I text my friend Jessie to make plans to walk at Celery Fields and talk. I call Joel to set up a time to sit at his patio table and chat about community housing. When I need to type a question on my laptop to Casey in California or press the screen on my phone to speak to Hannah across town, I picture waves and wires delivering my text and voice to folks over miles I can’t tread. I keep in mind the people with whom I can relate because technology links us. And I’m grateful.

I’ve started writing letters to my two nephews and niece. They reside in Berkeley, CA, New Paltz, NY and Berlin, Germany. I have never lived close to them and want to nurture a bond. I treasure reading the swirly loops of my nephew Cali’s letter “a’s” and slanted crosses of his “t’s”, sensing his enthusiasm pressed into paper.

My niece, Elsa, who lived in a Buddhist monastery several years only communicating by letter, welcomes the exchange. She says when she first reentered mainstream life she immediately got sucked back into social media. She has since weaned herself off Facebook and Twitter. We share about how we both monitor our intake of information through cell phone and e-mail, checking messages only once or twice daily, stopping the crazy back and forth compulsion of moment to moment replies. Having felt like a cog in a machine, pushed and pulled by its rapid pace, we now set our own rhythms.

This afternoon, I sit next to seven-year old Steven. I am helping him prepare for the Florida Standards Assessment in Reading. This is his first standardized test. He hasn’t been initiated. He is unaccustomed to its demands. He sits beside me relaxed, breathing deep. I suggest he read the questions first and underline key words. I point to the first question and read, Which sentence from the passage contains a simile? What words are most important here? I ask. He rereads the question, sounding out a few words, syllable by syllable, pauses then lifts his pencil and underlines the whole sentence. I direct him to the next two questions and he does the same. We then look at the passage. He reads in a pondering pace, stopping after words to consider their meaning, relating them to his world. I am anxious for him, knowing we have much to cover, concerned he will move too slowly and fail the test. I admire his presence, though, grounded and unhurried. Is this something I want to change?

The next hour, Shirley, a high school junior, shows up texting, face down to her phone as she plops her College Board Official SATI Study Guide on the table, wraps up her reply and clicks off her phone. She stuffs it in her oversized purse and turns to me with an agitated grin. She angles herself onto the chair and flips open her book, ready for business. I really had problems with this section, she reports, glaring at a reading passage.

How have you been, I ask?

Five tests and a term paper this week, she reports. Not much time for our homework, but squeezed it in during lunch.

I point to the first question and ask her to underline key words.

Her eyes jump to the first paragraph and she explains, It says here the woman didn’t pay for her ride.
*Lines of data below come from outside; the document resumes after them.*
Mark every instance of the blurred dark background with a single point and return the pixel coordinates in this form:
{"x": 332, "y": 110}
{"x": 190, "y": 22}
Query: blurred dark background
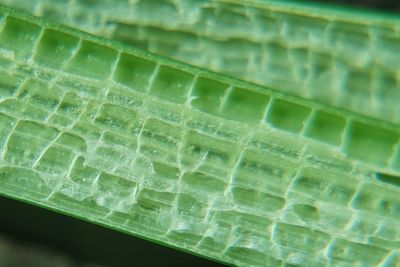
{"x": 34, "y": 237}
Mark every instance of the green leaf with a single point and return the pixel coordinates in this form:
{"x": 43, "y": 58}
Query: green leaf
{"x": 218, "y": 167}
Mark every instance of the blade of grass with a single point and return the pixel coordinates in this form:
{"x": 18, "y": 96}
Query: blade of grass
{"x": 343, "y": 57}
{"x": 192, "y": 159}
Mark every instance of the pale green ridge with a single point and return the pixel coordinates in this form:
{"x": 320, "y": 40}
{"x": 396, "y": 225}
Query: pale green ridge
{"x": 347, "y": 58}
{"x": 214, "y": 166}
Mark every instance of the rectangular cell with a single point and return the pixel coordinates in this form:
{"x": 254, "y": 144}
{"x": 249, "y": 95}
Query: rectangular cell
{"x": 19, "y": 36}
{"x": 134, "y": 72}
{"x": 93, "y": 60}
{"x": 55, "y": 48}
{"x": 369, "y": 143}
{"x": 172, "y": 84}
{"x": 244, "y": 105}
{"x": 326, "y": 127}
{"x": 287, "y": 115}
{"x": 208, "y": 95}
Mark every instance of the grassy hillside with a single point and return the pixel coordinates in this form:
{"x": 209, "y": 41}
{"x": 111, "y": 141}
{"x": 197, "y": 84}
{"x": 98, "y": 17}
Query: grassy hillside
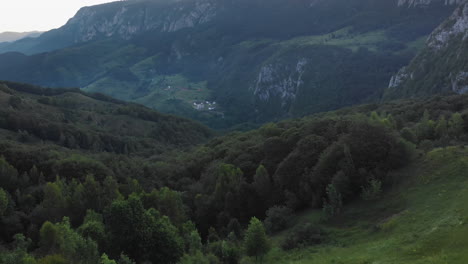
{"x": 422, "y": 219}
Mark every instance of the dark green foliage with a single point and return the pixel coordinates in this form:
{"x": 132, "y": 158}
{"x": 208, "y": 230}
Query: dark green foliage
{"x": 61, "y": 239}
{"x": 303, "y": 236}
{"x": 3, "y": 202}
{"x": 256, "y": 243}
{"x": 333, "y": 204}
{"x": 277, "y": 218}
{"x": 143, "y": 234}
{"x": 133, "y": 203}
{"x": 228, "y": 51}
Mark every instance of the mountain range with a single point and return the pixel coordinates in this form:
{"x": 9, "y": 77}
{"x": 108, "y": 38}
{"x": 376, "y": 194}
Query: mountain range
{"x": 227, "y": 62}
{"x": 13, "y": 36}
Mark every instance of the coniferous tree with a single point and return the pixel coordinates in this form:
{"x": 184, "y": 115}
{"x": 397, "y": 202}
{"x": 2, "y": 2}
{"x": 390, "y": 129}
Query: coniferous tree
{"x": 256, "y": 242}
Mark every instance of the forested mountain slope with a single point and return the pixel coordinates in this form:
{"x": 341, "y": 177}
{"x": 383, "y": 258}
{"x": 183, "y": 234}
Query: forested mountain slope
{"x": 227, "y": 62}
{"x": 441, "y": 67}
{"x": 78, "y": 205}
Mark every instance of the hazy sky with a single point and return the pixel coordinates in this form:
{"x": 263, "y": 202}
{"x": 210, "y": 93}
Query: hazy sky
{"x": 28, "y": 15}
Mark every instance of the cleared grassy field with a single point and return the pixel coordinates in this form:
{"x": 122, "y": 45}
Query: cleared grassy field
{"x": 422, "y": 219}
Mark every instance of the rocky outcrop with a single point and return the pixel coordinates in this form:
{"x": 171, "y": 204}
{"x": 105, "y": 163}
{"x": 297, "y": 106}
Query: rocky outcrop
{"x": 441, "y": 66}
{"x": 128, "y": 18}
{"x": 456, "y": 25}
{"x": 281, "y": 81}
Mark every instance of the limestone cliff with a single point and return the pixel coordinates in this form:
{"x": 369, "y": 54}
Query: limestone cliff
{"x": 442, "y": 66}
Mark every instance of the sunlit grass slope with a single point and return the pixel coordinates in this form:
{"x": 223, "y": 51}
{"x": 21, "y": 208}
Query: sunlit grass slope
{"x": 422, "y": 219}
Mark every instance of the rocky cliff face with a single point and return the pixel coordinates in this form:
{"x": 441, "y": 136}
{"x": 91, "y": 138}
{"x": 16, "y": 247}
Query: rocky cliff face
{"x": 456, "y": 25}
{"x": 128, "y": 18}
{"x": 280, "y": 81}
{"x": 442, "y": 66}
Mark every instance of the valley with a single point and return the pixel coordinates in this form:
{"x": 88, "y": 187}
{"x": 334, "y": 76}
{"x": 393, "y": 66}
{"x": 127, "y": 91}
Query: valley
{"x": 238, "y": 132}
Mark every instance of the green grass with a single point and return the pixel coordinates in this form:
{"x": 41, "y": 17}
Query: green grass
{"x": 423, "y": 219}
{"x": 174, "y": 87}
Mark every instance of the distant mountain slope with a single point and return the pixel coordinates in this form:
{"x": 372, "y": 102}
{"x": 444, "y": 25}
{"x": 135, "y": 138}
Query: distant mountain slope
{"x": 251, "y": 60}
{"x": 442, "y": 66}
{"x": 13, "y": 36}
{"x": 94, "y": 122}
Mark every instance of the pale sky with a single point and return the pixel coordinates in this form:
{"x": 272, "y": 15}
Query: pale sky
{"x": 42, "y": 15}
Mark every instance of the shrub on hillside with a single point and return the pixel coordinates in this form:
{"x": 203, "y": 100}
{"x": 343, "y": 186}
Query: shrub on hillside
{"x": 277, "y": 218}
{"x": 303, "y": 236}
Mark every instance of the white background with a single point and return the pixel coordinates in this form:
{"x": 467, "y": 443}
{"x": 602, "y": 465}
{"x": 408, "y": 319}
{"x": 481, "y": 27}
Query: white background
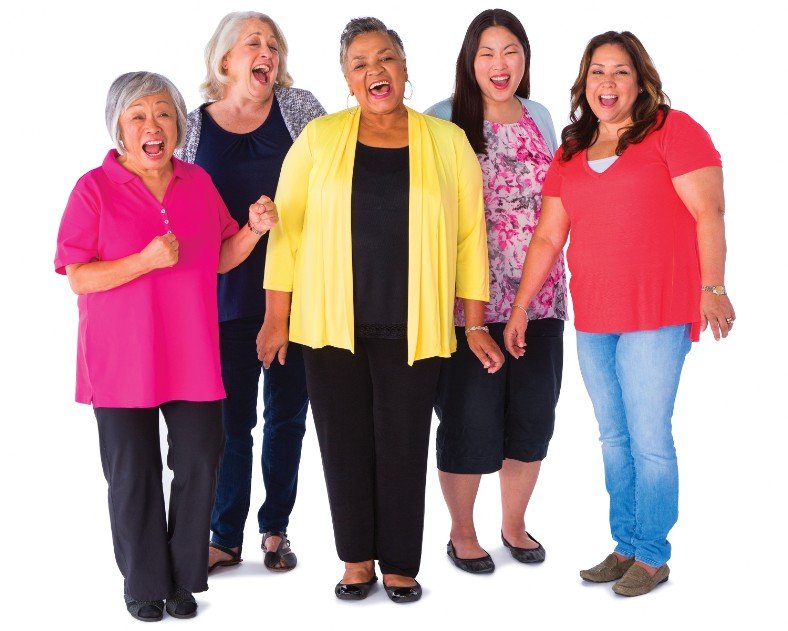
{"x": 718, "y": 62}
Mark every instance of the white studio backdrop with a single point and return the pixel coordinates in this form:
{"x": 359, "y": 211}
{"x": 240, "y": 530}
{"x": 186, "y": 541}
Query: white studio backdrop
{"x": 718, "y": 62}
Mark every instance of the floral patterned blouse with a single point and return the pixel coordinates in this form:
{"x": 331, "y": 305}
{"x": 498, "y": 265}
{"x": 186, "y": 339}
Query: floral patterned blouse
{"x": 514, "y": 167}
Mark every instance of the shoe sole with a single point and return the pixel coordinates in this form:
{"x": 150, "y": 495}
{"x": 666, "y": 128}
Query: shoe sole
{"x": 639, "y": 593}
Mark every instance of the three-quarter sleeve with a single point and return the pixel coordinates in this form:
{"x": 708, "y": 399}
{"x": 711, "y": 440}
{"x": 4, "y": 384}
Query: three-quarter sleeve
{"x": 77, "y": 239}
{"x": 473, "y": 271}
{"x": 291, "y": 197}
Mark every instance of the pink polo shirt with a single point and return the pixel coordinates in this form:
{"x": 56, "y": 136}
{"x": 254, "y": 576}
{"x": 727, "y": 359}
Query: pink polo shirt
{"x": 156, "y": 338}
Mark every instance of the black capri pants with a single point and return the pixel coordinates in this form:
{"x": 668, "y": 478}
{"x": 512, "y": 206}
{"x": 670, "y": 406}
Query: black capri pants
{"x": 510, "y": 414}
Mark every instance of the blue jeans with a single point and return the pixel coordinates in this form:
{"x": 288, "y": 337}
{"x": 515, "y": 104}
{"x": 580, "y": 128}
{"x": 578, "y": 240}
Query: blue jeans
{"x": 285, "y": 399}
{"x": 632, "y": 379}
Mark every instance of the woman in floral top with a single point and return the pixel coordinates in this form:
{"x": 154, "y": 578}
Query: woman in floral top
{"x": 503, "y": 421}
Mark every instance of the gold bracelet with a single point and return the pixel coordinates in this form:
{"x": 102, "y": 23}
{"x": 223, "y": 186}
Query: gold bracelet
{"x": 477, "y": 327}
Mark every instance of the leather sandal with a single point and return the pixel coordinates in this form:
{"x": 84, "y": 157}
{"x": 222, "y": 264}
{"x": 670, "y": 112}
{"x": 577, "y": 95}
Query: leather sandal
{"x": 235, "y": 557}
{"x": 144, "y": 610}
{"x": 283, "y": 558}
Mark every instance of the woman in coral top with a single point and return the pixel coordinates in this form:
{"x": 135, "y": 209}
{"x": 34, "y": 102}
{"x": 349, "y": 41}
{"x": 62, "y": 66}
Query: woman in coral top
{"x": 640, "y": 187}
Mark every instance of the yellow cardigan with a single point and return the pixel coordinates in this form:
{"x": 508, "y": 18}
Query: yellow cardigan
{"x": 310, "y": 249}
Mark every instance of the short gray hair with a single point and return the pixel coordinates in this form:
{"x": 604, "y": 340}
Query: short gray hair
{"x": 131, "y": 86}
{"x": 359, "y": 26}
{"x": 223, "y": 39}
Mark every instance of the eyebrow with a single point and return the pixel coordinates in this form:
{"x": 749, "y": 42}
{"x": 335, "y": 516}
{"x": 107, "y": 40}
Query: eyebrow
{"x": 382, "y": 50}
{"x": 507, "y": 46}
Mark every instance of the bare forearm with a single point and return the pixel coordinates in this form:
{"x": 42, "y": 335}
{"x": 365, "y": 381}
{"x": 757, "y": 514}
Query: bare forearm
{"x": 277, "y": 306}
{"x": 236, "y": 249}
{"x": 86, "y": 278}
{"x": 540, "y": 259}
{"x": 474, "y": 312}
{"x": 711, "y": 247}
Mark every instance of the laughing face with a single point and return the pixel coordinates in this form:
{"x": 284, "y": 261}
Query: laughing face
{"x": 252, "y": 63}
{"x": 375, "y": 73}
{"x": 612, "y": 85}
{"x": 149, "y": 131}
{"x": 499, "y": 64}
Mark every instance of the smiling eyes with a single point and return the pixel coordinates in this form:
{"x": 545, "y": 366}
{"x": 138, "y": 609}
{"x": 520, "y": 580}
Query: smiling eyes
{"x": 361, "y": 65}
{"x": 621, "y": 72}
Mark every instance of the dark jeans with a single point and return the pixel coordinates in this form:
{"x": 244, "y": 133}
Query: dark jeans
{"x": 284, "y": 418}
{"x": 372, "y": 416}
{"x": 155, "y": 553}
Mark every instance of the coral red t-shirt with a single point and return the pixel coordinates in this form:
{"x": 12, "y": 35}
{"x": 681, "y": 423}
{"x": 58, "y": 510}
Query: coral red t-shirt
{"x": 633, "y": 251}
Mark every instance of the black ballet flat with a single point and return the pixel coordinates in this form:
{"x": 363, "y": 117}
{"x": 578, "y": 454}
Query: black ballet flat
{"x": 481, "y": 565}
{"x": 524, "y": 555}
{"x": 403, "y": 594}
{"x": 354, "y": 591}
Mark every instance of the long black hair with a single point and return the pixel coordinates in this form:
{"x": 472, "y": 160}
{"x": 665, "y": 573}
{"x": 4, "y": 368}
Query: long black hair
{"x": 468, "y": 107}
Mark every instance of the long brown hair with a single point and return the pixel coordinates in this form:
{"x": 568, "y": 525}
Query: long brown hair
{"x": 648, "y": 113}
{"x": 467, "y": 109}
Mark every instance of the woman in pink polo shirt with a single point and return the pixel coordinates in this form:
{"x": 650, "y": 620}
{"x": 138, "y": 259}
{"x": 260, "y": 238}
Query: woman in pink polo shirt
{"x": 640, "y": 187}
{"x": 141, "y": 241}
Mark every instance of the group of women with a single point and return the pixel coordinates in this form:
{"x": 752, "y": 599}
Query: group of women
{"x": 403, "y": 254}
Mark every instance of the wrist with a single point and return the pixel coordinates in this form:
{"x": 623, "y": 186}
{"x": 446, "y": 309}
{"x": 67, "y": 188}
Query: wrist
{"x": 717, "y": 290}
{"x": 255, "y": 231}
{"x": 476, "y": 327}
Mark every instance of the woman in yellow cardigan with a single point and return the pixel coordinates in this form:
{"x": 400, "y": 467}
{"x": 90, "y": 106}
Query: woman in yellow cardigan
{"x": 372, "y": 306}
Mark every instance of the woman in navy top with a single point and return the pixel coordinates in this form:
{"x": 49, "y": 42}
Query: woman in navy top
{"x": 241, "y": 136}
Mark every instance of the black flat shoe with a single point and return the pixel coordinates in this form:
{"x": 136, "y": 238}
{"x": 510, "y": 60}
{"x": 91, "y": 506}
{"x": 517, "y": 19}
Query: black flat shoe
{"x": 283, "y": 558}
{"x": 482, "y": 565}
{"x": 524, "y": 555}
{"x": 403, "y": 594}
{"x": 182, "y": 604}
{"x": 354, "y": 591}
{"x": 144, "y": 610}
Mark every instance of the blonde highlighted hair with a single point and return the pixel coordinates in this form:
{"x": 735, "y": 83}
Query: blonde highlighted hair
{"x": 223, "y": 39}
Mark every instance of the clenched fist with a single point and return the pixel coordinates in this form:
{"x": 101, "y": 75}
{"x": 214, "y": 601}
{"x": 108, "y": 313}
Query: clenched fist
{"x": 262, "y": 214}
{"x": 161, "y": 252}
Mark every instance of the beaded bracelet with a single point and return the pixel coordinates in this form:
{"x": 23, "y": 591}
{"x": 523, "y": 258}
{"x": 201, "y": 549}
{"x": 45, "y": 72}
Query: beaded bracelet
{"x": 259, "y": 233}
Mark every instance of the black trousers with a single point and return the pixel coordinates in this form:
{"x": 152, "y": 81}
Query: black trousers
{"x": 155, "y": 553}
{"x": 372, "y": 415}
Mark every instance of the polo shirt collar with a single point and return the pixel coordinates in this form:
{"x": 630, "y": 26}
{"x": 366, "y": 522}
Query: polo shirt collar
{"x": 121, "y": 175}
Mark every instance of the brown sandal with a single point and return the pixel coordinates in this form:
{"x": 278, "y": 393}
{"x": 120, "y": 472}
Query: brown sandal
{"x": 235, "y": 557}
{"x": 282, "y": 554}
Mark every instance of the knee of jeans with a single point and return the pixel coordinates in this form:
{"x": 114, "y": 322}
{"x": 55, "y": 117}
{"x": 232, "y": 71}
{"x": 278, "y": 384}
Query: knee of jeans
{"x": 653, "y": 444}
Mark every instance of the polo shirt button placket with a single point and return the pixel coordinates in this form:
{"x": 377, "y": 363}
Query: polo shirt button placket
{"x": 166, "y": 220}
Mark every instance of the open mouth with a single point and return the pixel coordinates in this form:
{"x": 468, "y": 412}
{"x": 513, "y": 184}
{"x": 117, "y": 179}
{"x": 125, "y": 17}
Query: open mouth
{"x": 261, "y": 73}
{"x": 380, "y": 89}
{"x": 154, "y": 148}
{"x": 500, "y": 82}
{"x": 608, "y": 100}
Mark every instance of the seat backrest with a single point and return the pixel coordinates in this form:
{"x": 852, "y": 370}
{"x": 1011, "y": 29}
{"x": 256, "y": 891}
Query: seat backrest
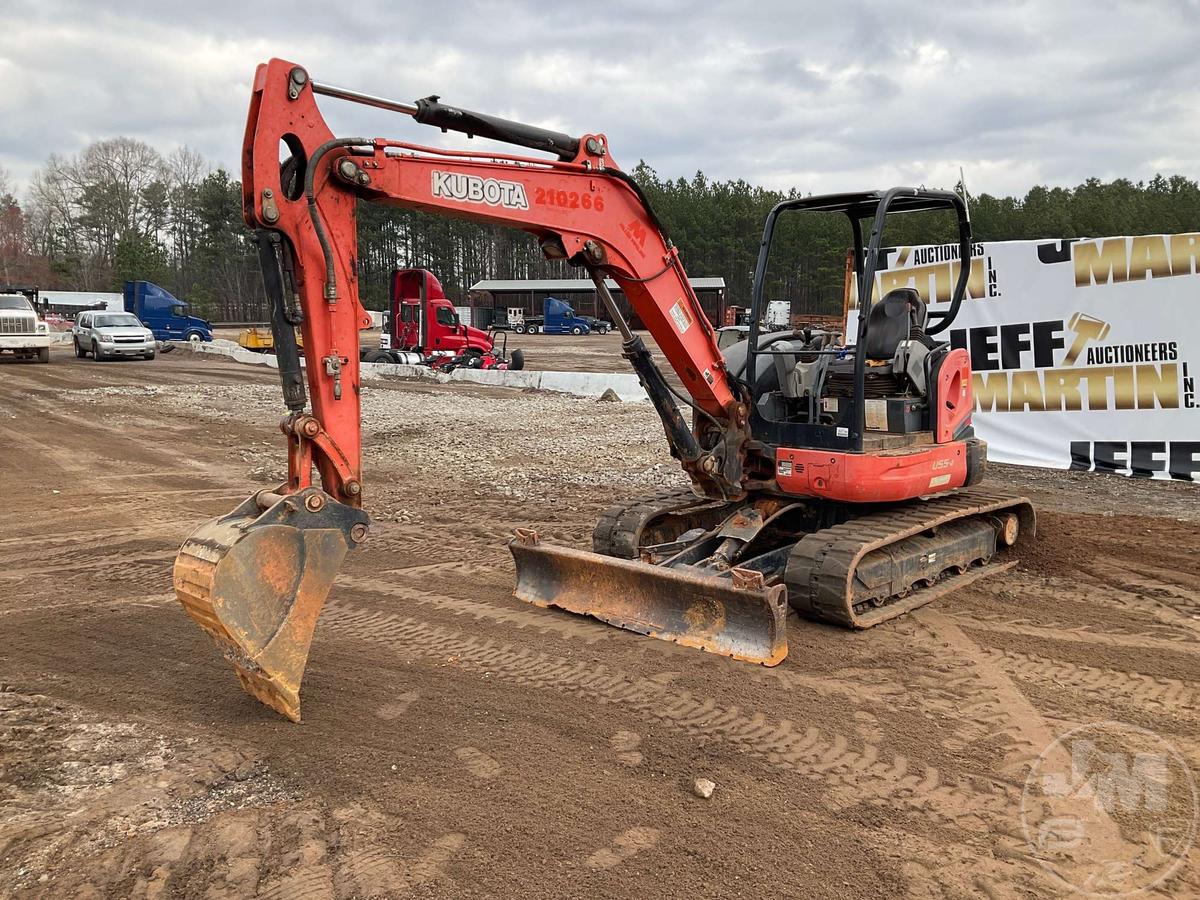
{"x": 892, "y": 321}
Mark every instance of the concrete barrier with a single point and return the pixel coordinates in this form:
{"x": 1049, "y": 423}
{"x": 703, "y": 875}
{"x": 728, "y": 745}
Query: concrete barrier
{"x": 580, "y": 384}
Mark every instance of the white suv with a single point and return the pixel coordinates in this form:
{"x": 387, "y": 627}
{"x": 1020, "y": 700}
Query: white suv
{"x": 21, "y": 330}
{"x": 105, "y": 334}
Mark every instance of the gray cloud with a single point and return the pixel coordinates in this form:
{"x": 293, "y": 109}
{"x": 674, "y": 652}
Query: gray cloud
{"x": 809, "y": 95}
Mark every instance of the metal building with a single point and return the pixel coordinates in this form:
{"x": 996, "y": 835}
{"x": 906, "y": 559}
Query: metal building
{"x": 491, "y": 299}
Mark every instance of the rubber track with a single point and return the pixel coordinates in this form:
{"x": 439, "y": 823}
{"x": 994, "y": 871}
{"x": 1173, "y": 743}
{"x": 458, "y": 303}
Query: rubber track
{"x": 619, "y": 529}
{"x": 821, "y": 568}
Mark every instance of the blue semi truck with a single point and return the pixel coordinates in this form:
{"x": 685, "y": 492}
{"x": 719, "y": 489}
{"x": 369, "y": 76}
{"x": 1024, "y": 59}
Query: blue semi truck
{"x": 558, "y": 318}
{"x": 163, "y": 313}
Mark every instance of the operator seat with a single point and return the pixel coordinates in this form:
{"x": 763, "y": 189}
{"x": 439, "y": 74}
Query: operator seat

I don’t get why the answer’s not “C”.

I trace my finger along the question and ask, Did you read all the words in the question?

Her hand races to another question, And this type of question really gets to me.

I nod and think to myself, Years of schooling have taught her to cut to the chase, making it hard to settle down and take stock. How do I help her find grounding? Is this what the goal is, I wonder, to subdue natural sensibilities and responsiveness and rewire students to pass multiple choice tests?

That evening, I lie in bed. Starlight streams through my window soothing and inspiring me. Relaxed, I close my eyelids. I picture neighbors, lying in their beds too, in solace. I drop the walls of our homes and see us dotting the landscape. We retreat from our laden bodies leaving behind the frenzy and mazes we’ve set and drift in a dream state, mingling with the heavens.

Dare we awaken in the morning, renewed with resolve, and returned to our separate bodies, homes and cars to build bridges that link us?